U.S. stocks steady; investors focus on quarterly earnings deluge
Investing.com -- Wells Fargo analysts said in a note Monday that they see Meta (NASDAQ:META) and Google (NASDAQ:GOOGL) as the most unfavorably positioned internet stocks following President Trump’s executive orders imposing 25% tariffs on Mexican and most Canadian imports and 10% on goods from China.
The orders also suspend the Section 321 customs de minimis exemption, which has allowed low-cost imports under $800 to enter the U.S. tariff-free.
The analysts believe that Temu, Shein, and other cross-border merchants had already begun near-shoring goods in anticipation of de minimis threats, but tariffs on Mexico and Canada now increase costs even for those goods.
As a result, "higher prices to American consumers for low-cost cross-border goods" are expected.
Amazon (NASDAQ:AMZN) and Etsy (NASDAQ:ETSY) are seen as the most favorably positioned due to reduced competition from Chinese cross-border sellers.
"Closing Section 321 narrows pricing gap; [we] believe ETSY and AMZN are most favorably positioned," the note states.
Analysts estimate that Temu, Shein, and TikTok Shop will account for $78 billion in U.S. e-commerce sales in 2025, a 40% year-over-year increase, with a 6% U.S. market share.

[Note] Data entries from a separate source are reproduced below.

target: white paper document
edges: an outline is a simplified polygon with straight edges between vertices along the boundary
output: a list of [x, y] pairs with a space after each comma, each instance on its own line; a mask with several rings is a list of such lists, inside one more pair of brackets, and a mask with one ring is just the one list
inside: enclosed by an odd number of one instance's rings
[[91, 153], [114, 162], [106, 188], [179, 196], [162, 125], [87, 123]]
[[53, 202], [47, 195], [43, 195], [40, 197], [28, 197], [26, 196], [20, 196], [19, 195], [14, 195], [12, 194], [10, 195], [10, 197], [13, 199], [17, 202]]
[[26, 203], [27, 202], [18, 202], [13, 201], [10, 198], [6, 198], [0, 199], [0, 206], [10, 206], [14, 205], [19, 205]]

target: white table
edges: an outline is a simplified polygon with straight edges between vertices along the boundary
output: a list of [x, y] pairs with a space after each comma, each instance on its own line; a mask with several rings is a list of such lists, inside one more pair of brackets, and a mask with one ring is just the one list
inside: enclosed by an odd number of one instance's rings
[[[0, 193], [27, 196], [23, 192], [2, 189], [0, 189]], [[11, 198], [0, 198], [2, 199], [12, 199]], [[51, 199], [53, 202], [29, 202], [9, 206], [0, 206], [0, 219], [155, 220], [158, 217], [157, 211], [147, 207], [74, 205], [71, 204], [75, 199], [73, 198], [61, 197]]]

For Etsy, lower competition could improve marketing efficiency. Analysts estimate that a return to customer acquisition costs seen in Q3 2022 could drive ~20% accretion to 2025 EBITDA.

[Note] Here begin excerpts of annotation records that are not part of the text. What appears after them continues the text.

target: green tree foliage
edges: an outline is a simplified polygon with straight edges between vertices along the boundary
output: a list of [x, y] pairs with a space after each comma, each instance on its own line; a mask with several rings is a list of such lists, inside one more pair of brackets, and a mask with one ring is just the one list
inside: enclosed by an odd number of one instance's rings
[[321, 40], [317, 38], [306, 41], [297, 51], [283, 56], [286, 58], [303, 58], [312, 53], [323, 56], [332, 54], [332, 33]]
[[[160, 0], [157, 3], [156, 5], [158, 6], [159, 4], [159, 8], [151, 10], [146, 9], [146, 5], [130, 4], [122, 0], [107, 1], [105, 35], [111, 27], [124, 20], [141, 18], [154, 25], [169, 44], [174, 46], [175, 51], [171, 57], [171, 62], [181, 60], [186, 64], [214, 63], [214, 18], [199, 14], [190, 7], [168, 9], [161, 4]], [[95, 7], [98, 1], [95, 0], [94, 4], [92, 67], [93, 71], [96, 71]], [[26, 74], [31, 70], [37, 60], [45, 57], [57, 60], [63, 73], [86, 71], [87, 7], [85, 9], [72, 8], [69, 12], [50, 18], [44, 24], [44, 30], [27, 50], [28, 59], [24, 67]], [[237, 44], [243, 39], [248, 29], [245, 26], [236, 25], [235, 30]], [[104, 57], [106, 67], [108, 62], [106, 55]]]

Meanwhile, Amazon could benefit from higher average order values (AOVs), which are estimated to be ~40bps accretive to 2025 operating income margins.
However, Meta and Google are "most exposed to cross-border e-commerce trends," with analysts estimating that 11% of Meta’s ad revenue and 7% of Google’s search revenue comes from China-based advertisers.
While Meta’s exposure may be limited due to shifting ad spend, Wells Fargo (NYSE:WFC) sees a material impact from the tariff-driven changes in cross-border commerce.